Brandon, that’s a good question. Typically, you would expect an offense to take longer to jell than a defense, but I’m interested to see if that’s the case for the Broncos. Head Coach Nathaniel Hackett has play-calling experience and has helped guide some of the league’s best offenses in recent years, which gives me hope that the offense can click quickly. Of course, a lot of that will depend on who is under center. The defense will be more interesting to watch, as Evero will be calling plays at the NFL level for the first time. The system will be familiar, which should give the Broncos an edge, but I’m curious how quickly Evero and the Broncos can find a play-calling rhythm that puts them in position to succeed.

What position (other than QB) do you think is a priority for the Broncos to address? – @TheTrueJake58

We mentioned outside linebacker earlier in this mailbag, but there’s a few other spots I’ll be watching. Right tackle, inside linebacker, slot cornerback and running back are all of interest to me. For more on those positions, it’s worth reading what Paton had to say about those spots (except cornerback) when I spoke with him at the Senior Bowl. Of note: Paton said he believes this draft class is strongest along the offensive and defensive line.

Who are you drafting at No. 9? — @AsherMorris23

When the offseason began, I guessed the Broncos wouldn’t pick at their slated No. 9 spot. I’ll stick with that projection here, and if the Broncos still hold their first-round pick, I’ll say they trade back again. Perhaps there’s a way to secure a high-upside pass-rusher and right tackle in the first couple of rounds while also keeping — or adding to — their draft capital for 2023.

Which players on their rookie contracts face the biggest season next year to determine if they get long-term deals? – SmallBaller

The players from the Broncos’ 2019 draft class are poised to enter the final year of their rookie contracts, which means Noah Fant, Dalton Risner, Drew Lock and Dre’Mont Jones could be free agents after the 2022 season. The Broncos, of course, have the option to pick up Noah Fant’s fifth-year option, which would keep him under contract through the 2023 season. Paton said in late January that the coaching staff would need to dive into the roster more before the conversations about personnel decisions begin. The Broncos waited until after the first round of the 2021 NFL Draft to pick up Bradley Chubb’s fifth-year option, so it could be a while before Fant’s future becomes clear. Chubb, who enters the final year of his rookie deal, is also a player to watch, as the Broncos must decide whether to extend the former fifth-overall pick. I think he, Fant and Dre’Mont Jones — who posted 5.5 sacks over the second half of last season — are the most intriguing players heading into the tail end of their rookie deals.

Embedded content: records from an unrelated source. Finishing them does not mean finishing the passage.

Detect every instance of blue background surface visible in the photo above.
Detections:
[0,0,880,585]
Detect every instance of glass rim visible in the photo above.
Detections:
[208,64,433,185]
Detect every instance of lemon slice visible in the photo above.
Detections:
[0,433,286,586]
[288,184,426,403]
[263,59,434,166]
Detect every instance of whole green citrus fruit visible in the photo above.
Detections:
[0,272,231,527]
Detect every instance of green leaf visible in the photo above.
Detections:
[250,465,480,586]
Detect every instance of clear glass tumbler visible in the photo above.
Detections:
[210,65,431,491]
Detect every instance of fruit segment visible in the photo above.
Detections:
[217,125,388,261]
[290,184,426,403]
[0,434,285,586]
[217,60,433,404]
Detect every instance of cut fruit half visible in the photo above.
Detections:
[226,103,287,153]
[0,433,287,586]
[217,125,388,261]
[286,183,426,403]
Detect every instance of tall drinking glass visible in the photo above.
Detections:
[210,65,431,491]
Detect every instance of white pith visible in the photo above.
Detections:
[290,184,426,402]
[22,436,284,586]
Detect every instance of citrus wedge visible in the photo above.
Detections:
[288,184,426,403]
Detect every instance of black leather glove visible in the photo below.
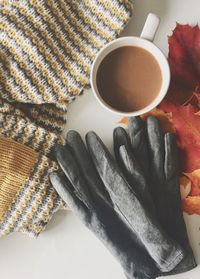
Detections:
[86,132,183,272]
[114,117,196,275]
[50,131,160,279]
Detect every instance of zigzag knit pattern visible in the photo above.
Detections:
[0,0,132,236]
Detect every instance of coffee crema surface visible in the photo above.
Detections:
[96,46,162,112]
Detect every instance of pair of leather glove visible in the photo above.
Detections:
[50,117,196,279]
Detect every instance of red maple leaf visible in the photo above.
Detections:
[167,24,200,104]
[159,101,200,173]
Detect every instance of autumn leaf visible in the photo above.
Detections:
[179,175,192,200]
[159,101,200,173]
[182,196,200,215]
[167,24,200,104]
[184,169,200,196]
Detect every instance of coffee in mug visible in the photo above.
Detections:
[90,13,170,116]
[96,46,162,112]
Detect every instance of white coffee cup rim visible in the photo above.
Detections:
[90,14,170,116]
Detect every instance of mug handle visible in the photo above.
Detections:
[140,13,160,42]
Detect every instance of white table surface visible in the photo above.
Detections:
[0,0,200,279]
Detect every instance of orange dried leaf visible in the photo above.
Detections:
[182,196,200,215]
[167,24,200,104]
[141,108,175,133]
[159,101,200,173]
[184,169,200,196]
[179,176,192,200]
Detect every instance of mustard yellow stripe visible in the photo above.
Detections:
[82,0,121,33]
[0,27,69,102]
[3,2,89,79]
[60,0,112,44]
[30,0,92,77]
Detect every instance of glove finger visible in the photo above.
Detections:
[86,132,133,201]
[113,127,131,161]
[128,116,149,174]
[147,116,164,182]
[67,130,111,205]
[119,146,155,214]
[49,172,88,219]
[164,133,178,180]
[55,145,92,207]
[86,132,183,271]
[119,145,145,191]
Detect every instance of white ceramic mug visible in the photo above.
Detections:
[90,13,170,116]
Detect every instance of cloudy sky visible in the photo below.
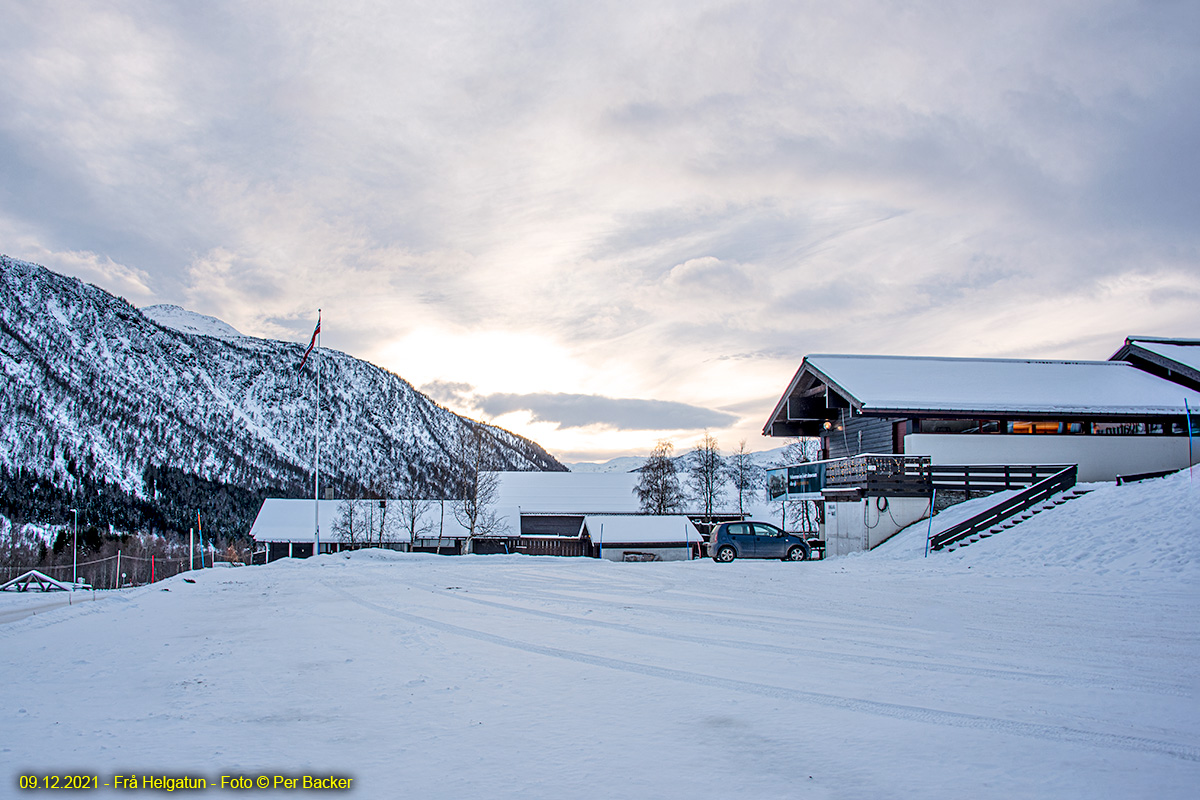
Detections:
[0,0,1200,461]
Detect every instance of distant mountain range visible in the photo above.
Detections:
[0,257,565,544]
[564,445,794,474]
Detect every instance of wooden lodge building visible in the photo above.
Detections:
[763,337,1200,481]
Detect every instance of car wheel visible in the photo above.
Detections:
[786,545,809,561]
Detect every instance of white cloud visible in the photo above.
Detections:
[0,0,1200,460]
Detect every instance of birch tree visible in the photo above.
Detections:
[454,423,500,555]
[634,439,683,513]
[688,431,724,517]
[725,439,763,517]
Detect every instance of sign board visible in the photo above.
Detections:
[767,462,826,500]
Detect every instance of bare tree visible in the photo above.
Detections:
[332,498,370,549]
[725,439,763,516]
[454,422,500,555]
[778,437,821,533]
[634,439,683,513]
[392,497,434,547]
[688,431,724,517]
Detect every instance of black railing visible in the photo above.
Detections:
[929,464,1068,500]
[824,453,932,497]
[929,464,1079,551]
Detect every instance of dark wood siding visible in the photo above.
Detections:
[826,416,898,458]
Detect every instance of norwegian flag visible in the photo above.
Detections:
[296,311,320,373]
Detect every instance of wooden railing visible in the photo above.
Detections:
[929,464,1068,500]
[929,464,1079,551]
[826,453,932,497]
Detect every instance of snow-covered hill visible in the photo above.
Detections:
[566,446,787,473]
[142,303,241,339]
[0,257,563,520]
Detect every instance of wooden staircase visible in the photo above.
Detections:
[946,488,1092,553]
[929,465,1091,551]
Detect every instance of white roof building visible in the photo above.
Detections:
[776,355,1200,417]
[763,338,1200,481]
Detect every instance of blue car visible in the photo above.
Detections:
[708,522,809,564]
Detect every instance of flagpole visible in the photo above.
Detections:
[312,308,320,555]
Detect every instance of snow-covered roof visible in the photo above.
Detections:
[584,515,701,547]
[250,498,467,542]
[790,355,1200,416]
[1109,336,1200,389]
[1132,339,1200,372]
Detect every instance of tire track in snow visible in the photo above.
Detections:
[376,582,1192,697]
[322,581,1200,763]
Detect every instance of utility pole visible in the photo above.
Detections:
[71,509,79,591]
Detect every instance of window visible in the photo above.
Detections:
[920,419,1000,433]
[1008,421,1062,434]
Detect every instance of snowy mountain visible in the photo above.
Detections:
[0,257,564,537]
[566,445,794,473]
[142,303,241,339]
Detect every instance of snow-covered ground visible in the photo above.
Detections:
[9,470,1200,800]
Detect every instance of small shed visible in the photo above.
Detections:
[0,570,72,591]
[583,515,704,561]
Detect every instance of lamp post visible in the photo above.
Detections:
[71,509,79,589]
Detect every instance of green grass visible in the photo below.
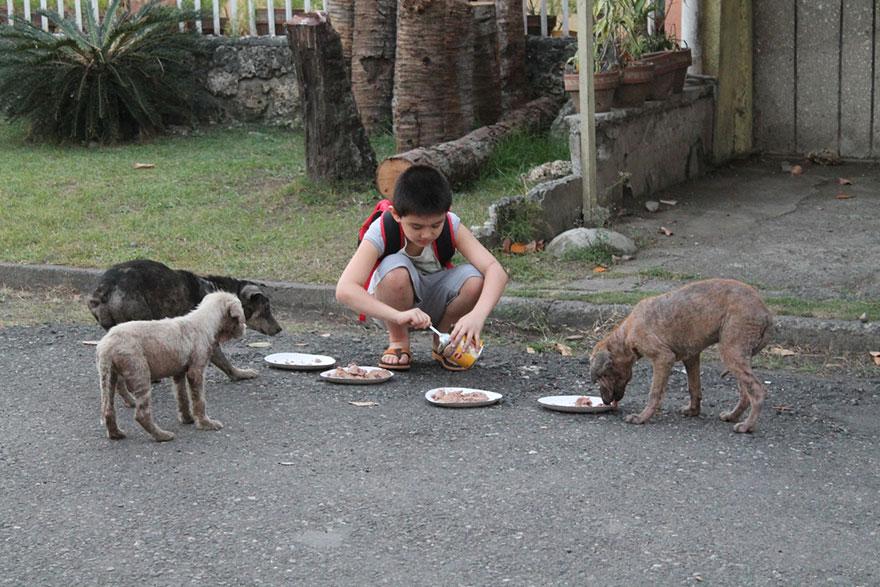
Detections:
[0,122,567,283]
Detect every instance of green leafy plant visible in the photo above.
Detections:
[0,0,208,143]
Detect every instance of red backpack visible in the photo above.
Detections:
[358,199,455,321]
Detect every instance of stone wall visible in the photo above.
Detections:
[190,36,577,130]
[200,37,302,129]
[472,77,715,245]
[526,35,577,98]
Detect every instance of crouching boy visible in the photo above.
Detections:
[336,165,507,371]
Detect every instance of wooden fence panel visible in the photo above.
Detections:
[839,0,875,158]
[753,0,796,153]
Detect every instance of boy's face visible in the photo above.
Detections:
[391,210,446,247]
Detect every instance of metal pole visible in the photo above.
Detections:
[577,0,599,226]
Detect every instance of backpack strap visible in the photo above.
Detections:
[433,212,455,269]
[379,210,404,261]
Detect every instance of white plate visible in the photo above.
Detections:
[265,353,336,371]
[320,365,394,385]
[538,395,614,414]
[425,387,504,408]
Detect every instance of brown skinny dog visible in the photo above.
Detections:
[590,279,773,432]
[97,292,245,442]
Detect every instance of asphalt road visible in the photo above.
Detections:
[0,326,880,585]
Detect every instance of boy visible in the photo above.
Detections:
[336,165,507,371]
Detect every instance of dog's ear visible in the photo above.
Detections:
[240,283,266,301]
[590,349,612,383]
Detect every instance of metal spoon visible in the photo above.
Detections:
[428,324,452,349]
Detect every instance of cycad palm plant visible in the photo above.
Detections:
[0,0,205,143]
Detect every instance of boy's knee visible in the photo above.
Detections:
[377,267,412,291]
[458,276,483,300]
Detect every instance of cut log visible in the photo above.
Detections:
[327,0,354,67]
[471,0,501,126]
[351,0,397,134]
[393,0,473,151]
[495,0,526,112]
[287,12,376,180]
[376,96,562,198]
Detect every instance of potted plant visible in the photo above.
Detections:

Who gets the franchise tag? – Kenny S.

Kenny, it’s not impossible for the Broncos to use the franchise tag this year on one of their impending free agents, but I’d be surprised if that happened. Courtland Sutton may have been a candidate, but the Broncos were smart to get a deal done with him during the season. After franchising Justin Simmons the last two years, it seems like it will be quiet for the Broncos on that front in 2022.